Data Retention and Deletion

When the contract ends, what happens to your PHI? The BAA must address this. Options are: return all PHI to the covered entity, destroy all PHI, or retain it with specified controls if return/destruction is infeasible. "Infeasible" is not a blank check — it should be defined and limited.

For AI vendors, there is often PHI embedded in system logs, caches, model inference artifacts, and backup systems. A deletion requirement that only covers the primary data store may leave PHI in secondary locations. Ask whether the vendor has a documented data destruction process that covers backup systems and logs, and whether that process has been tested.

Also clarify the retention period during the contract. If your contract allows the vendor to retain study data for "quality assurance" purposes after processing, the BAA should specify exactly how long, under what access controls, and whether that data is used for any purpose other than your account's QA. We are not saying such retention is inherently problematic — it is sometimes operationally necessary — but the scope should be explicit, not assumed.
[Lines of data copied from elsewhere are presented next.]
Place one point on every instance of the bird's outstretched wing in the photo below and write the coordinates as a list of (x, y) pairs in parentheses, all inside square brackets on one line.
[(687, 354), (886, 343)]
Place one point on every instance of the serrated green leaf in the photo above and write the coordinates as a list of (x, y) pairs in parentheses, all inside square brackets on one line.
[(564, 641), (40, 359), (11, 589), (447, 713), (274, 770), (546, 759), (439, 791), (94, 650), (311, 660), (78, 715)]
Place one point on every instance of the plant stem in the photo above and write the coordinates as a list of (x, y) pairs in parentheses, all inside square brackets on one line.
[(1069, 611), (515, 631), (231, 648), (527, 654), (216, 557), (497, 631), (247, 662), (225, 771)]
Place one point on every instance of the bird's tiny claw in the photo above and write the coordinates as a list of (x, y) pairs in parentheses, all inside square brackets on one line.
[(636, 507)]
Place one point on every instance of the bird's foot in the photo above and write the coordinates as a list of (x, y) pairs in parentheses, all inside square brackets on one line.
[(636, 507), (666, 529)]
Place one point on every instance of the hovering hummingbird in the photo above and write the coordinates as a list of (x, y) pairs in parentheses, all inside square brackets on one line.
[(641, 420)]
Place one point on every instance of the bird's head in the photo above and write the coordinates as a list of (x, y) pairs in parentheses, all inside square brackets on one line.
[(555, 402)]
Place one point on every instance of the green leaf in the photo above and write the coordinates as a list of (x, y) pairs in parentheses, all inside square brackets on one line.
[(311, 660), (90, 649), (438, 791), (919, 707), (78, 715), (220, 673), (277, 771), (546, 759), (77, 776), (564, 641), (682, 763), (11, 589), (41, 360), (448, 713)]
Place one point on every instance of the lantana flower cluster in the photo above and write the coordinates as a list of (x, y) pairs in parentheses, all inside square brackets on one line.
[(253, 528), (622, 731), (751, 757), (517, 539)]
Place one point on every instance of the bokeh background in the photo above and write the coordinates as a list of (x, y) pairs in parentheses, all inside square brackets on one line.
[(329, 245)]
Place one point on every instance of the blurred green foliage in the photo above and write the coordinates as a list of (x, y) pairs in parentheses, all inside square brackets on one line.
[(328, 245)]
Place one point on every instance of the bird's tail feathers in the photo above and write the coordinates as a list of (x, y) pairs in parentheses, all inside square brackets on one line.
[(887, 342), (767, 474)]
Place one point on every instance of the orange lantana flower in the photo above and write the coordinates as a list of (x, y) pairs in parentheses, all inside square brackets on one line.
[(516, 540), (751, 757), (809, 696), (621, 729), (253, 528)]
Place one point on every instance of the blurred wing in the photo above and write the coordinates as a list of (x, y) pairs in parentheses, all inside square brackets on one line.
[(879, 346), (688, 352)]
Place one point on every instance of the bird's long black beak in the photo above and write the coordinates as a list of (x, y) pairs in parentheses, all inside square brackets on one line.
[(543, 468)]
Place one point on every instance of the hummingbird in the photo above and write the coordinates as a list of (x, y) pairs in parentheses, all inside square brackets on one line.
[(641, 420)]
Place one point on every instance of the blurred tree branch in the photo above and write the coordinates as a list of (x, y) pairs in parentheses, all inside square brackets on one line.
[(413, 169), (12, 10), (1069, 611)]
The Minimum Necessary Standard

Under 45 CFR 164.502(b), covered entities and business associates should limit PHI use to the minimum necessary. For an AI pre-reading tool, this means the vendor should be able to articulate what PHI elements are actually needed for the system to function. Accession number and modality type? Almost certainly necessary. Patient name rendered in the ML inference pipeline? Probably not necessary — most inference can run on de-identified or pseudonymized DICOM with only accession number retained for report routing.

This is not a compliance gotcha — it is a data minimization question that good vendors should have already thought through. If a vendor cannot explain why they need each PHI element they process, that is a signal worth noting.

Audit Logging and Access Controls

The BAA should commit the vendor to maintaining audit logs of PHI access within their systems. What you want to know: who within the vendor organization can access your PHI, under what circumstances, and with what logging in place. For a small AI vendor, "our CTO can access prod data for debugging" is a real scenario — and it should be in the BAA or the accompanying security exhibit.

Ask for a security exhibit or addendum that describes: access control model (role-based, with separation of PHI-touching roles), encryption at rest and in transit (AES-256 at rest, TLS 1.2+ in transit is baseline), audit log retention period, and access review cadence. This does not need to be in the BAA itself, but it should be a referenced and binding attachment.

We share our security practices in our security page and are willing to walk prospective customers through our access control model in detail. That transparency is something you should expect from any vendor handling your patients' data.